Antonio Rocha Bonfim (Foto: Divulgação)
É hora de elaborar o texto para o jornal e, como estou trabalhando em um novo romance, mudo o foco para outra frequência. A dinâmica do romance difere em muitos aspectos daquela que se emprega nas narrativas curtas; é preciso, pois, como se diz popularmente, virar a chave. Fecho o arquivo do novo romance e, bruscamente, lembro de minha velha turma de boêmios, das reuniões com os mendigos e do Altino Sócrates.
Altino Sócrates apareceu na cidade no meio da madrugada, por isso foi recepcionado por boêmios e corujas. Apresentou-se como Altino, apenas Altino, posteriormente nós acrescentamos o Sócrates, pois percebemos que Altino tinha a marcante característica do filósofo grego que, em Atenas, foi chamado de: o homem que conversava.

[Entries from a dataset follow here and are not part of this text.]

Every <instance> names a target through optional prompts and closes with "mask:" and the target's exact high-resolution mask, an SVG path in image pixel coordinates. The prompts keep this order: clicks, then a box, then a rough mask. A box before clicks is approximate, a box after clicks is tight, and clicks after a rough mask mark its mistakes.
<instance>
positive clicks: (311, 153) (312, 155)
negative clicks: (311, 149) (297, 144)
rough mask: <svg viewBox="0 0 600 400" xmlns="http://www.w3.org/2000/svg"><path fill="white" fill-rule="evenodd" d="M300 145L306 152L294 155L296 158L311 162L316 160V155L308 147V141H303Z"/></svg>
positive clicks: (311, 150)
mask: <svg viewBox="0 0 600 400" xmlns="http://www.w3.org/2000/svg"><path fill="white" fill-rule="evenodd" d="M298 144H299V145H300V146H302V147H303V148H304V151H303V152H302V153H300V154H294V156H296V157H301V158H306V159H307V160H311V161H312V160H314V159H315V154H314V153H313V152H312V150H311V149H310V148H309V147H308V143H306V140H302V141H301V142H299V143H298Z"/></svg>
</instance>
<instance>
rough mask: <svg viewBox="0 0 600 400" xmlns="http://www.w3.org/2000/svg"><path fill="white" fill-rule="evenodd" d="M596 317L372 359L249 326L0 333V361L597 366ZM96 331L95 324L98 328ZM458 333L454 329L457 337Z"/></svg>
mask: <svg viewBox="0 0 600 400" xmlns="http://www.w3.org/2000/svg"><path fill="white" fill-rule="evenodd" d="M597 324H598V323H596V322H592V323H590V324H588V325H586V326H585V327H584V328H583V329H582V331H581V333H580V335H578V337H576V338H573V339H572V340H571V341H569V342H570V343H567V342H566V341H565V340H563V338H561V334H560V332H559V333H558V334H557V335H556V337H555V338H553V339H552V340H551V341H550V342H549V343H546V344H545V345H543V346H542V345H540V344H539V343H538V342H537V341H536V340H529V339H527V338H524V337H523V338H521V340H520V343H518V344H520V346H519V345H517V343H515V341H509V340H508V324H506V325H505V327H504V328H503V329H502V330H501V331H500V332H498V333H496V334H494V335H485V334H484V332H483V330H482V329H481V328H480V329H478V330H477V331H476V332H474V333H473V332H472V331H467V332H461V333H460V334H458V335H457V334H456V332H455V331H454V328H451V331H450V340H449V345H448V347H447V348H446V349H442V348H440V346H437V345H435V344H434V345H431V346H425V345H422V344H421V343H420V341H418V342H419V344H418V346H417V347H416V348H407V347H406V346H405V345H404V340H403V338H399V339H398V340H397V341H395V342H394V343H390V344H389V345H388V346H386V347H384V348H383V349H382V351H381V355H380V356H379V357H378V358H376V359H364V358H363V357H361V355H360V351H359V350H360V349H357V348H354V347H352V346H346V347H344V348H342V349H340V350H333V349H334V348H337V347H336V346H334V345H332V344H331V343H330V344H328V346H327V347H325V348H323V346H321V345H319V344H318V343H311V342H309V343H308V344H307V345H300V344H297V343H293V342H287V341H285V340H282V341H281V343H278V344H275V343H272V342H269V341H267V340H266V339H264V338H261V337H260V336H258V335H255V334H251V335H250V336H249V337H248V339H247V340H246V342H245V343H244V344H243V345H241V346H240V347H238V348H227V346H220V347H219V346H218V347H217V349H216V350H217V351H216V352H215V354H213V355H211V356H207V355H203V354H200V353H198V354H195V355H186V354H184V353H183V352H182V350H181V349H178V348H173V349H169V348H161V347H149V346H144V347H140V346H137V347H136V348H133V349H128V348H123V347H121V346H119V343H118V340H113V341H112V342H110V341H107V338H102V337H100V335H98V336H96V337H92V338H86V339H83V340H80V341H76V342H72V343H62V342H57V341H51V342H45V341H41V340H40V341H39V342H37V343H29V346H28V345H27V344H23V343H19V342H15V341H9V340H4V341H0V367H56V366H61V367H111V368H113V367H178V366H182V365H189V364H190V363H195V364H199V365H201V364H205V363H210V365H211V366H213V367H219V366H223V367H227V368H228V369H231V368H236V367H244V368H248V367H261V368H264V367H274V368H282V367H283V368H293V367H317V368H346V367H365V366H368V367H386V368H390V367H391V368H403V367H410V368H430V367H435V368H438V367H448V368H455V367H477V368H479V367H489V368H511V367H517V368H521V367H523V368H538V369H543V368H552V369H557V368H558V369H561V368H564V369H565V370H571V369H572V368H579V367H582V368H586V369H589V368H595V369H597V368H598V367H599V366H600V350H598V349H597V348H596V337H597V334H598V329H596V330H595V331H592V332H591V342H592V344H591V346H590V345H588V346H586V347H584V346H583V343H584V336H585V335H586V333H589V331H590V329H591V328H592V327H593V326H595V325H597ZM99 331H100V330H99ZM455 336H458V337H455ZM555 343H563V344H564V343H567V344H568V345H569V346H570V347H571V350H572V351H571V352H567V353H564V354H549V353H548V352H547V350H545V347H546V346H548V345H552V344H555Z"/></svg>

Nosso grupo de boêmios era formado por jovens cuja média de idade era de vinte e cinco anos; Altino Sócrates tinha cerca de quarenta, e conversava sobre quaisquer temas. Era um homem de conhecimento multifacetado. Naquele tempo o conhecimento estava nas pessoas e não fora delas, em algum site de busca, como hoje está.
Três vezes por semana nosso grupo de boêmios fazia reuniões com os mendigos para um bate-papo informal. Todos tinham voz e, simbolicamente, proclamavam leis, e sempre contávamos com a presença de um violão. Foi em uma reunião com os mendigos que o Altino – até então apenas Altino – apareceu, e seu primeiro ato foi recitar poemas de Neruda e cantar músicas de Taiguara – compositor que lutou contra a repressão artística imposta pelo regime militar, teve várias de suas músicas censuradas e foi exilado. Hoje, quase ninguém sabe quem foi Taiguara, mas o Altino o conheceu pessoalmente. E no final da mencionada reunião, Altino disse:
“Guardadas as devidas proporções e particularidades, esse tipo de reunião nos remete à democracia ateniense, que assegurava aos cidadãos o exercício da função legislativa, como integrantes da Ekklesia, a Assembleia Popular.”
Altino Sócrates passou a participar de todas as reuniões com os mendigos.
Hoje, décadas depois, esforço-me, mas não consigo recordar o que levou nosso grupo a falar sobre leite pasteurizado, entretanto, recordo com total clareza que, de modo a um tempo jocoso e profético, Altino Sócrates sentenciou:
“No futuro, as pessoas vão achar que pasteurizar leite é colocá-lo numa embalagem em forma de pastel, e não aquecê-lo a temperatura inferior ao seu ponto de ebulição e resfriá-lo bruscamente, a fim de destruir os germes patogênicos sem, contudo, alterar o sabor a qualidade nutritiva”, fez uma pausa, fitou um ponto imaginário do futuro e, emblemático, concluiu, “ninguém vai ter capacidade intelectual para associar o termo pasteurizado a Louis Pasteur, o químico e biólogo francês, as pessoas estarão receptivas à estupidez e seguirão cegamente a idiotice.”
Recordo-me que, no final de uma reunião com os mendigos, Altino Sócrates fez um pronunciamento de cerca de dez minutos. Ainda agora, posso ouvir as palavras que ele usou para fechar o breve discurso:
“Lembrem-se que, quando um homem precisar da ajuda de um santo e não tiver nenhum santo por perto, o problema poderá ser solucionado de maneira bem simples: basta que o referido homem exerça sua própria santidade.”
E depois que disse isso, Altino Sócrates desapareceu. Nunca mais foi visto pelos boêmios do grupo. Onde andarão os mendigos? E nosso amigo A. Sócrates?...
E o que estamos fazendo com o mundo? Pergunto-me. E com um pesar que não sei ao certo donde vem, viro novamente a chave e recomeço a escrever o romance.